"""
Computing a Region of Interest (ROI) mask manually
==================================================

This example shows manual steps to create and further modify an ROI spatial
mask. They represent a means for "data folding", i.e., extracting and then
analyzing brain data from a subset of voxels rather than whole brain images.
Example can also help alleviate curse of dimensionality (i.e., statistical
problems that arise in the context of high-dimensional input variables).

We demonstrate how to compute a ROI mask using **T-test** and then how simple
image operations can be used before and after computing ROI to improve the
quality of the computed mask.

These chains of operations are easy to set up using Nilearn and Scipy Python
libraries. Here we give clear guidelines about these steps, starting with
pre-image operations to post-image operations. The main point is that
visualization & results checking be possible at each step.
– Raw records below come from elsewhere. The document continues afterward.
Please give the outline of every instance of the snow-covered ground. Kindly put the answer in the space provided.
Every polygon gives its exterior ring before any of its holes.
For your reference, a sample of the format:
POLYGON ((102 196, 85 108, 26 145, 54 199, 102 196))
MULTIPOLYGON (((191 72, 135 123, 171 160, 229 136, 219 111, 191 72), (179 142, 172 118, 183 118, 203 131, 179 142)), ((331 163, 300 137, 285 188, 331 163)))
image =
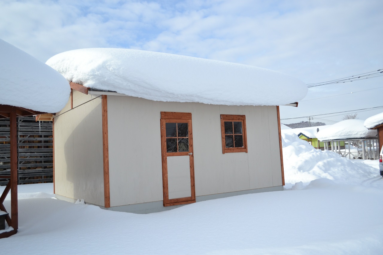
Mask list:
MULTIPOLYGON (((51 183, 20 185, 19 232, 0 239, 1 250, 29 254, 382 254, 383 179, 377 161, 350 160, 310 148, 296 136, 283 138, 289 183, 283 191, 136 214, 50 198, 51 183)), ((5 205, 9 208, 9 200, 5 205)))

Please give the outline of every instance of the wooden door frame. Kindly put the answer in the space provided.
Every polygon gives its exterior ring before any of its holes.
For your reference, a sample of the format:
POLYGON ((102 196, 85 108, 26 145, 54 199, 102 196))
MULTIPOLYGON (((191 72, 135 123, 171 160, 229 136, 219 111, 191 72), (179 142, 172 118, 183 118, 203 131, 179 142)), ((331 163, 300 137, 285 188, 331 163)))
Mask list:
POLYGON ((161 112, 161 151, 162 168, 162 192, 164 206, 169 206, 178 204, 190 204, 195 202, 195 187, 194 181, 194 155, 193 145, 193 129, 192 125, 192 114, 189 113, 161 112), (166 131, 163 128, 166 123, 185 123, 187 121, 189 135, 189 151, 182 152, 166 152, 166 131), (192 152, 192 155, 189 155, 192 152), (190 166, 191 196, 179 198, 169 199, 167 173, 167 157, 189 156, 190 166))

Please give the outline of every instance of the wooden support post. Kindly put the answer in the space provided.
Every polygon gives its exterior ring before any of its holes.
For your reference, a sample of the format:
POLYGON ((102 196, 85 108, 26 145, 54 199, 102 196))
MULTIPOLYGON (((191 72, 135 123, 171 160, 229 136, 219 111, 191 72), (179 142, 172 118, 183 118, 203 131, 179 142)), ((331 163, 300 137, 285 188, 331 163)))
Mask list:
POLYGON ((11 142, 11 227, 18 229, 18 213, 17 204, 17 118, 16 110, 13 108, 10 114, 10 129, 11 142))

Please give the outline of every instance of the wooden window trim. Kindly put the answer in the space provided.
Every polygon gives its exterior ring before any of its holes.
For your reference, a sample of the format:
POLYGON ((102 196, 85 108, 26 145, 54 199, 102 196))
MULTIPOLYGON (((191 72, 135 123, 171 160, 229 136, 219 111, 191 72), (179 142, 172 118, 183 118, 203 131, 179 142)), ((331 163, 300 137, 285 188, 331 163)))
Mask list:
POLYGON ((223 154, 231 152, 247 152, 247 139, 246 132, 246 116, 245 115, 221 114, 221 132, 222 141, 222 153, 223 154), (225 121, 241 121, 242 123, 243 147, 226 147, 226 143, 225 142, 225 121))

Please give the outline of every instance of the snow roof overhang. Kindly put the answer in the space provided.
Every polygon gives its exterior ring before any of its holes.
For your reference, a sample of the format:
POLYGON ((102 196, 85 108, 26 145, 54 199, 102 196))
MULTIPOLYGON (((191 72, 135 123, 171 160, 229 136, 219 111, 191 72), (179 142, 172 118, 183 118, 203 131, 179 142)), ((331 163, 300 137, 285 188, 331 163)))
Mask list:
POLYGON ((34 115, 45 113, 19 106, 0 105, 0 119, 9 118, 10 113, 13 111, 16 112, 17 117, 34 115))

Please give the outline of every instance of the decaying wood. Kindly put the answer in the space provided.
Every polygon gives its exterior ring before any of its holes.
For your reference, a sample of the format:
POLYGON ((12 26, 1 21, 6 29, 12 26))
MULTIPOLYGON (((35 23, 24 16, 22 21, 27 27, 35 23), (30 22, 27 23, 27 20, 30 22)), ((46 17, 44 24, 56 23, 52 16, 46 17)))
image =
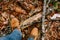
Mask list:
POLYGON ((25 20, 20 26, 21 26, 21 29, 24 29, 30 25, 32 25, 33 23, 37 22, 38 19, 41 19, 42 17, 42 14, 39 13, 39 14, 36 14, 30 18, 28 18, 27 20, 25 20))

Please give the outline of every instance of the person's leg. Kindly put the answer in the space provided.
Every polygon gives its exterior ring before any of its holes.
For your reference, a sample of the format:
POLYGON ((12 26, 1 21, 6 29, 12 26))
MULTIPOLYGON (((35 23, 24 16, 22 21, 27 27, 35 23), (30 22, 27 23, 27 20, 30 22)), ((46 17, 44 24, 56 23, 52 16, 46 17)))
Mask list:
POLYGON ((28 40, 34 40, 34 38, 33 37, 29 37, 28 40))

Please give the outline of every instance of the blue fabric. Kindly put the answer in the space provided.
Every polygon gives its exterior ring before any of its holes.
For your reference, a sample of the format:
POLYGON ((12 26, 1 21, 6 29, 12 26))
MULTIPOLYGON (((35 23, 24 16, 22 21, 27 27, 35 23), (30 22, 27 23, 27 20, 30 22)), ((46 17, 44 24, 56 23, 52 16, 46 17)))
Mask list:
MULTIPOLYGON (((15 29, 10 35, 0 37, 0 40, 22 40, 22 33, 15 29)), ((33 38, 29 37, 28 40, 33 40, 33 38)))
POLYGON ((34 40, 34 38, 33 37, 29 37, 28 40, 34 40))

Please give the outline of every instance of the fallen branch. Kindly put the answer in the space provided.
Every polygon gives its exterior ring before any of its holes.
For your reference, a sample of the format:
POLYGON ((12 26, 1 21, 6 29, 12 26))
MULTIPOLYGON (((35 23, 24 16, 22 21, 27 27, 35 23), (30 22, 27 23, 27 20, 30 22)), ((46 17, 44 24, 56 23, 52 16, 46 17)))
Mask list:
POLYGON ((25 20, 20 26, 21 26, 21 29, 25 29, 27 28, 28 26, 38 22, 39 19, 41 19, 42 17, 42 14, 39 13, 39 14, 36 14, 30 18, 28 18, 27 20, 25 20))

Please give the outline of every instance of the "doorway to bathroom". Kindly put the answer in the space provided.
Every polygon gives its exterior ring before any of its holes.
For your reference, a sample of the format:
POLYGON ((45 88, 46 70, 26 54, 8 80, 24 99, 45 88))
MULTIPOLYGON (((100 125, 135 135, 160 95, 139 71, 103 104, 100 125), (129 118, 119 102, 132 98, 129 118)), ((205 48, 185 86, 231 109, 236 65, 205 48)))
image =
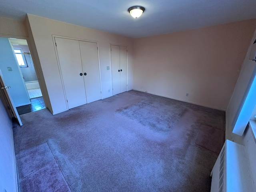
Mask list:
POLYGON ((46 108, 27 41, 0 37, 0 69, 19 115, 46 108))
POLYGON ((30 99, 42 96, 38 80, 27 41, 9 38, 13 48, 30 99))

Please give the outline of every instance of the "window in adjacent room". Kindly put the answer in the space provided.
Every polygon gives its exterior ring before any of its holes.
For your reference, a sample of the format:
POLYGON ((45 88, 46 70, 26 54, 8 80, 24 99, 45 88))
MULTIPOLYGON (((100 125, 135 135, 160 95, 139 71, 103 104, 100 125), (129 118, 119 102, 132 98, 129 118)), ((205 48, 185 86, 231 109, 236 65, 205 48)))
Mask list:
POLYGON ((14 48, 14 49, 19 66, 20 67, 27 67, 28 63, 22 49, 14 48))

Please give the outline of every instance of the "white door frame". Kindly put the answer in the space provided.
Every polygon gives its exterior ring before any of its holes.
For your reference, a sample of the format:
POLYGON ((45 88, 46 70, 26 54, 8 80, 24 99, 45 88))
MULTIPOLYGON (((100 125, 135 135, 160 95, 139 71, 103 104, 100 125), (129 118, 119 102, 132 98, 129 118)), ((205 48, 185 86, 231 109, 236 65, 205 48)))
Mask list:
MULTIPOLYGON (((21 120, 20 120, 20 116, 19 115, 18 113, 18 111, 17 111, 17 109, 15 107, 14 102, 13 102, 13 100, 12 100, 12 97, 11 96, 11 94, 9 92, 9 88, 12 88, 11 87, 9 87, 8 86, 8 85, 7 85, 4 82, 4 79, 3 77, 3 74, 2 73, 2 71, 1 71, 1 70, 0 69, 0 83, 3 86, 2 87, 0 87, 1 88, 1 90, 0 91, 3 91, 4 94, 3 95, 5 96, 5 98, 6 98, 6 102, 7 102, 7 104, 9 106, 10 108, 10 110, 12 111, 12 113, 13 114, 14 116, 10 117, 14 117, 15 118, 18 120, 18 123, 20 124, 20 125, 21 126, 22 125, 22 123, 21 122, 21 120)), ((2 86, 1 86, 2 87, 2 86)), ((9 113, 8 113, 9 114, 9 113)))

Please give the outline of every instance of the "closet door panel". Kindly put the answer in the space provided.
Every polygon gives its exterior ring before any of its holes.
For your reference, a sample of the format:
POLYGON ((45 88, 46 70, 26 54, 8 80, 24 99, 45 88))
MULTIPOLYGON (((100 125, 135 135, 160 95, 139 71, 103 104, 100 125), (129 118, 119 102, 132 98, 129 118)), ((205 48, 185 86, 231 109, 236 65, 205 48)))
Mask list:
POLYGON ((78 41, 55 38, 60 70, 70 109, 87 103, 78 41))
POLYGON ((120 92, 127 91, 127 47, 120 46, 120 92))
POLYGON ((90 103, 101 99, 98 46, 96 43, 84 41, 79 44, 87 103, 90 103))
POLYGON ((113 94, 120 93, 120 46, 111 45, 111 68, 113 94))

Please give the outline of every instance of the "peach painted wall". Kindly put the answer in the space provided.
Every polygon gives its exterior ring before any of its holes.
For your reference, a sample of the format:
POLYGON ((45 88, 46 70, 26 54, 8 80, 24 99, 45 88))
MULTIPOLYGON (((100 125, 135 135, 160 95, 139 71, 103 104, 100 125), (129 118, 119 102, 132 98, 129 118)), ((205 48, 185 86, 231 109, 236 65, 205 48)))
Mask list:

See also :doc:`plot_extract_rois_smith_atlas` for automatic ROI extraction
of brain connected networks given in 4D image.

.. include:: ../../../examples/masker_note.rst

"""

# %%
# Coordinates of the slice we are interested in each direction. We will be
# using them for visualization.

# cut in x-direction
sagittal = -25
# cut in y-direction
coronal = -37
# cut in z-direction
axial = -6

# coordinates displaying should be prepared as a list
cut_coords = [sagittal, coronal, axial]

# %%
# Loading the data
# ----------------
# We rely on the Haxby datasets and its experiments to demonstrate the complete
# list of operations. Fetching datasets is easy, shipping with Nilearn using a
# function named as `fetch_haxby`. The data will then be automatically stored
# in a home directory with "nilearn_data" folder in your computer. From which,
# we process data using paths of the Nifti images.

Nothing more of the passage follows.